The Slatest

Obama Sounds Like He’s “Evolving” on the Death Penalty

President Barack Obama addresses the 70th annual United Nations General Assembly at the U.N. headquarters on Sept. 28, 2015, in New York City.  

Photo by Chip Somodevilla/Getty Images

President Obama has memorably talked about his changing views on gay marriage in terms of an “evolution” in his thinking. Could it be that the president is going through a similar evolution on the death penalty, which he has always publicly supported?   

In an interview published Friday, Marshall Project editor Bill Keller asked Obama whether it was true that he was “close” to declaring his opposition to capital punishment, as his former mentor and Harvard Law School professor Charles Ogletree asserted in a recent interview with the Washington Post.  

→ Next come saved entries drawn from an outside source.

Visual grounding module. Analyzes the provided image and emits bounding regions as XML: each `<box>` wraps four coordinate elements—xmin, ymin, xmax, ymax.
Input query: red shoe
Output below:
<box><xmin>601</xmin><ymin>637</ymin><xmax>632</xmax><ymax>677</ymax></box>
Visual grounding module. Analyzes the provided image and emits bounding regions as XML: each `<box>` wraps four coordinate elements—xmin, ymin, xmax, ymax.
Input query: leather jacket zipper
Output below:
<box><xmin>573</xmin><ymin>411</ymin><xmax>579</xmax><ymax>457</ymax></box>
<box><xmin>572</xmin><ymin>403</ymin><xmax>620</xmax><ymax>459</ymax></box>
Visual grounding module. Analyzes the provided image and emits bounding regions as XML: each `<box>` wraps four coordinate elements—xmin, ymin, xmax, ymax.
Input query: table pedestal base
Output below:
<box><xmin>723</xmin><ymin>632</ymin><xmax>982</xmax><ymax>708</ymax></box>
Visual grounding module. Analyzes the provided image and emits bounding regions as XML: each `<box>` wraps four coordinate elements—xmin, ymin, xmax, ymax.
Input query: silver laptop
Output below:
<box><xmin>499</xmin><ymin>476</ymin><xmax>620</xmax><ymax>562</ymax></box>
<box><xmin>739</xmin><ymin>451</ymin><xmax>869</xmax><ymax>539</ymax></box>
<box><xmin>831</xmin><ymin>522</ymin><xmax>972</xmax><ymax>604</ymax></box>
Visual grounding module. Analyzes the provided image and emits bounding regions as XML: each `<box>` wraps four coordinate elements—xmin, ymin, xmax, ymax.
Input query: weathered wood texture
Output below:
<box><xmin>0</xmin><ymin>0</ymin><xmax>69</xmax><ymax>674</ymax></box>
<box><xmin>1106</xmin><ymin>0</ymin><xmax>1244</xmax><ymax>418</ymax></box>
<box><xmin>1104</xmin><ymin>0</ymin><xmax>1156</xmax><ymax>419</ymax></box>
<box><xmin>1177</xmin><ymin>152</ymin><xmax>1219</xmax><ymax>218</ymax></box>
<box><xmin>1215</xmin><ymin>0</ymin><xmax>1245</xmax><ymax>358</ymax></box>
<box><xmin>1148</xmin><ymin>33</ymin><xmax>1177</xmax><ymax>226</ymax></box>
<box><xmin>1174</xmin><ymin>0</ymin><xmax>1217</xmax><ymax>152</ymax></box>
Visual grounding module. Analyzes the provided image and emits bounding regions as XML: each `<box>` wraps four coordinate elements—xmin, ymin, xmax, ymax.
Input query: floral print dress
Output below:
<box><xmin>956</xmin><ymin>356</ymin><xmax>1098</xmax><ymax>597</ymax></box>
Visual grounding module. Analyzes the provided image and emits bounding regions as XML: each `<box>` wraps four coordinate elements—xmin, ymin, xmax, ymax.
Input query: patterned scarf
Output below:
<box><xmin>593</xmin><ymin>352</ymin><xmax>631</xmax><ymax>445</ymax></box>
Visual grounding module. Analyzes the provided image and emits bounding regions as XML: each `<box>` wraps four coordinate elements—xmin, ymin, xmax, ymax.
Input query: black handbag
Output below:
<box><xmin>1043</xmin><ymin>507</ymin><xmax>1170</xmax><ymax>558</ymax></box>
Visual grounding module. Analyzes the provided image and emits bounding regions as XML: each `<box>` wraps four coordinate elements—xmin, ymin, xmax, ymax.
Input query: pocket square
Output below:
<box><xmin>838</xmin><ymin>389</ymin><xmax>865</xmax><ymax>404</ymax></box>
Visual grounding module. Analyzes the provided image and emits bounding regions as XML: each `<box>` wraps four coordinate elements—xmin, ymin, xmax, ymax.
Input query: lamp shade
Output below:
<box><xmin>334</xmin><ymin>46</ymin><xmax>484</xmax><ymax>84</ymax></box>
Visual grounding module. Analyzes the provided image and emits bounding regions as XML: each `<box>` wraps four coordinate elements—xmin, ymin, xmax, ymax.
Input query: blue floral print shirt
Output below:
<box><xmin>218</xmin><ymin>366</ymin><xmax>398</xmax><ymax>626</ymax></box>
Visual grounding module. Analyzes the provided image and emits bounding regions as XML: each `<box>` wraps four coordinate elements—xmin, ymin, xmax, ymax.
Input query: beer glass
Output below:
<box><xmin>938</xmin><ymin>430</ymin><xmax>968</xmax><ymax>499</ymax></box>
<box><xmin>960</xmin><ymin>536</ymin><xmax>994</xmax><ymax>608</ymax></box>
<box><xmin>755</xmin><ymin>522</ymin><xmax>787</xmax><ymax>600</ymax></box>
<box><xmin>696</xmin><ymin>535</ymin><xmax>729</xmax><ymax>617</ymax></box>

Obama stopped well short of saying yes, but the thought process he outlined betrays an obvious skepticism about the death penalty, at least as it is carried out in the United States.

“I will tell you, this is something I’ve struggled with for quite some time,” Obama said. “My historic position—and it’s heartfelt—[has been] that there are certain crimes that are so beyond the pale that I understand society’s need to express its outrage. So I have not traditionally been opposed to the death penalty in theory, but in practice it’s deeply troubling.”

Obama proceeded to rattle off a long list of reasons for his concern:  

We know, statistically, that there’s a racial bias that’s been built into the death penalty. We know that it is hugely inefficient and takes a long time. We know that there are people who have been on death row that have been freed, because later on it’s been proven that they were innocent. We know that in the application of the death penalty we’ve had recent cases in which, by any standard, it has not been swift and painless but rather gruesome and clumsy. And all of this, I think, has led me to express some very significant reservations.

Obama said he has asked the Department of Justice to look into the death penalty and that he is “taking a real hard look at it” as he pursues other reforms in the realm of criminal justice.

An evolution on capital punishment from Obama would come in the wake of a year that saw the pope forcefully condemn the practice in front of Congress, and Supreme Court Justices Stephen Breyer and Ruth Bader Ginsburg unambiguously assert that they believe it to be unconstitutional.